The areas ratio approach for the case study mine site is applied by calculating log AR for all possible two-sample comparisons of reference samples from this mine site (samples CS2_1–CS2_7). Additionally, three samples from mines nearby (CS2_8–CS2_10) are compared to the reference samples of the mine site. Sample CS2_8 originates from a site where a quartz vein is mined for cassiterite, about 650 m away from the center of the case study mine site. Samples CS2_9 and CS2_10 originate from pegmatite mine sites 3 and 12 km away from the case study mine site, respectively. The log AR results are given in Table 7.

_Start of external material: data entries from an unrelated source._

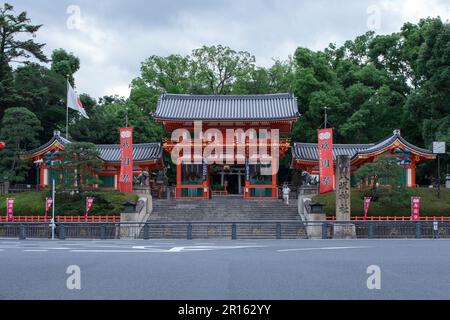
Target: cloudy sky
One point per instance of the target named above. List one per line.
(112, 37)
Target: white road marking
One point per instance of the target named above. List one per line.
(322, 248)
(116, 251)
(153, 249)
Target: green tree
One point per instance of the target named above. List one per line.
(20, 129)
(216, 68)
(15, 47)
(385, 169)
(81, 159)
(65, 64)
(12, 47)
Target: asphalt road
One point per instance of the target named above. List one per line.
(283, 269)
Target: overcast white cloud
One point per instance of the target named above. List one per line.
(113, 37)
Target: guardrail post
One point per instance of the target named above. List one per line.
(22, 233)
(278, 231)
(146, 232)
(189, 231)
(370, 231)
(418, 230)
(324, 230)
(103, 232)
(62, 232)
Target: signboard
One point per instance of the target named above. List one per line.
(10, 209)
(126, 160)
(415, 208)
(366, 206)
(89, 203)
(439, 147)
(48, 204)
(325, 147)
(204, 169)
(247, 169)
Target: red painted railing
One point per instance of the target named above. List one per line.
(394, 218)
(106, 218)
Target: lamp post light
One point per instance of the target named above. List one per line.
(50, 161)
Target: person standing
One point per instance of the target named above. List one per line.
(286, 191)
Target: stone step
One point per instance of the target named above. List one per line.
(223, 209)
(224, 231)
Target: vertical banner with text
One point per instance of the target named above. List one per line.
(126, 160)
(415, 208)
(48, 204)
(325, 147)
(89, 203)
(366, 206)
(10, 209)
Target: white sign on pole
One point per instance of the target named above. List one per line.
(439, 147)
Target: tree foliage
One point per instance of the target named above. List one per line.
(20, 130)
(81, 159)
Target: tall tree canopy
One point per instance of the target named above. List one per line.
(20, 130)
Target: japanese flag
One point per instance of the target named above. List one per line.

All two-sample comparisons of reference samples result in log AR between 0.31 and 0.65 and as such clearly support H1—both samples come from the same origin. All two-sample comparisons of samples from the other three mine sites and a sample from the case study mine site result in log AR < 0 and support H2—both samples are from different origins. Sample CS2_8 gives the most negative results for log AR (−0.93–−0.80). This indicates a large difference in the geochemistry of this sample compared to the samples of the case study mine site, although this sample was taken quite close to the case study mine site. The reason for this is that sample CS2_8 originates from a quartz vein mine while the samples from the case study mine site originate from a pegmatite. The formation of cassiterite in quartz veins and pegmatites occurs under quite different geochemical conditions, which results in different compositions of cassiterite concerning the incorporated trace element. For cassiterite, this has to be taken into account when reference samples are taken and used for AFP.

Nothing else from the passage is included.